From ProfitBuilder Summer ‘17 Vol 16 / Issue 2
Many horse owners hold their equine health strategies close to the vest, but they’re not inclined to gamble with the well-being of their animals.
While three-quarters of them assume full responsibility for delivery of overall equine health, nutrition, treatment and disease prevention, many are looking for veterinary involvement to assure overall quality, efficacy and safety in the treatment they administer and the products they use.
Almost 85 percent of participants in American Horse Publication’s (AHP) 2015 Horse Ownership Survey (released in 2016) discuss vaccine schedules and protocols with veterinarians. About half of them seek their advice for deworming programs.
Consultation with veterinarians about preventing serious diseases gives horse owners peace of mind.
With increasing incidence of West Nile virus, Western and Eastern equine encephalomyelitis, equine herpes virus and equine influenza – as changing weather patterns encourage mosquito breeding over expanding regions – veterinarians will continue to exert stronger influence over vaccination programs.
But you can still expect a good piece of the action in the vaccine market, because the cost savings horse owners enjoy buying vaccines from dealers rather than veterinary clinics is significant.

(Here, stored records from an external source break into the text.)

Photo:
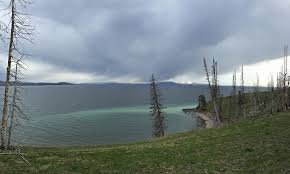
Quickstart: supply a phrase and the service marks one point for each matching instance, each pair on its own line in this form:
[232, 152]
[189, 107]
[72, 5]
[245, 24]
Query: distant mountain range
[2, 83]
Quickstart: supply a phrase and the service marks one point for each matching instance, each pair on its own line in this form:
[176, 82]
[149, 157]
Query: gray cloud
[167, 37]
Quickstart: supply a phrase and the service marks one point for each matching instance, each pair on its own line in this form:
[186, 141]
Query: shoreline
[206, 118]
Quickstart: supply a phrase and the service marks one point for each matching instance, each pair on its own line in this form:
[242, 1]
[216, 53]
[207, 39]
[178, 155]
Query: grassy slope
[260, 145]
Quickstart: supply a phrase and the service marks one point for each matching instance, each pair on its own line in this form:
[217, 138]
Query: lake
[100, 114]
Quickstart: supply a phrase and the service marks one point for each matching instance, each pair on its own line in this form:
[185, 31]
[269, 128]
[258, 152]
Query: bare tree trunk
[13, 105]
[216, 120]
[156, 110]
[7, 82]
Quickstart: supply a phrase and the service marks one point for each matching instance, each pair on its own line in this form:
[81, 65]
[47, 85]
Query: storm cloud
[135, 38]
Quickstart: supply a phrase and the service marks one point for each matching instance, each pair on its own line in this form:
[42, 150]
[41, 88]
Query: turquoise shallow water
[100, 126]
[101, 114]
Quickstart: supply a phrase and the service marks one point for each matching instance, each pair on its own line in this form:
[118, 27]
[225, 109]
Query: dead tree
[241, 95]
[216, 117]
[19, 29]
[16, 112]
[233, 97]
[285, 75]
[158, 118]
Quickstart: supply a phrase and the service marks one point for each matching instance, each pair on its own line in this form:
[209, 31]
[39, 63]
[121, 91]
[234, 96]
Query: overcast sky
[128, 40]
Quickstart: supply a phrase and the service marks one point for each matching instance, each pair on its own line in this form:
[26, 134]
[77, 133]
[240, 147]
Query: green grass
[255, 145]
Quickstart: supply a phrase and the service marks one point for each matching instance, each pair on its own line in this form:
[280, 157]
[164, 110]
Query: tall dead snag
[216, 117]
[271, 91]
[19, 29]
[16, 111]
[158, 119]
[233, 99]
[241, 95]
[285, 76]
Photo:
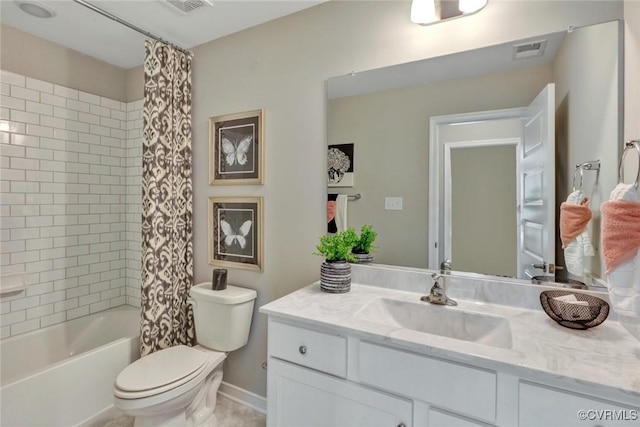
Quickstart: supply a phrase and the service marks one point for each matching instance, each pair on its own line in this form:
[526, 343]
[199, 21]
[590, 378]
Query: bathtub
[63, 375]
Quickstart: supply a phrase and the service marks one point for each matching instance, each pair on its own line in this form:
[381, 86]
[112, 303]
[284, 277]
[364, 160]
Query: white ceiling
[492, 59]
[81, 29]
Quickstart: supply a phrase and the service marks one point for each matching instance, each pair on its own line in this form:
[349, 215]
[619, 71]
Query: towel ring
[629, 145]
[578, 168]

“Assuming that the product is good, has been properly stored and properly administered, there’s really no reason why a horse owner can’t give his or her own vaccinations,” notes David Ramey, DVM, a Los Angeles-based equine veterinarian. “The vaccine doesn’t know whose thumb is at the end of the syringe.”
Horse owners are not fixated alone on vaccines and vaccination programs. They’re also consumed with providing thorough preventive and well-horse care.
They look to you for a comprehensive supply of equine products that includes feed; supplements for digestive, joint and hoof health; dewormers; and grooming products, accessories and equipment. Fly and pest control products are also a necessity for equine owners.
According to AHP’s 2012 Horse Ownership Survey, equine enthusiasts prefer to receive equine nutrition and supplement information through “face-to-face” interaction.
Since most of them purchase these products at locally-owned dealer feed stores – says the survey – that makes you their trusted source. But it’s not just a preference for your products, services and interaction.
It’s an economic necessity. If horse owners called for professional help each time they detected a problem, they would double or triple the cost of an already expensive commitment.
Profile of An Opportunity
Several ongoing trends in horse owner health care offer opportunities for you to build your business by serving, supplying and advising a group whom Packaged Facts describes as the companion animal market’s most dedicated consumers.
The majority (58 to 72 percent) of horse owners vaccinate once a year, but 20 percent immunize their animals twice annually.
Half of all horse owners administer some vaccine protocols themselves; 23 percent administer all of them, according to the American Association of Equine Practitioners (AAEP). That represents of significant inventory requirement for vaccines to immunize the horse population
Local dealers and stores are recording sales increases as horse owners get more involved in immunizing their animals.
Horse owners are relying more on veterinarian-recommended deworming approaches, schedules and fecal egg counts.
Veterinarians develop deworming programs for half of the horse owner population.
But most horse owners (88.6 percent) administer deworming procedures themselves.
Despite recommendations from the American Association of Equine Practitioners (AAEP) to conduct fecal exams and design deworming protocols based on results, most horse owners use rotational deworming schedule – which suggests dealers should carry a complete inventory of deworming products, such as Durvet’s HORSE to FOAL 2X with fenbendazole, Pyrantel Paste, Equimax and/or Ivermectin Paste.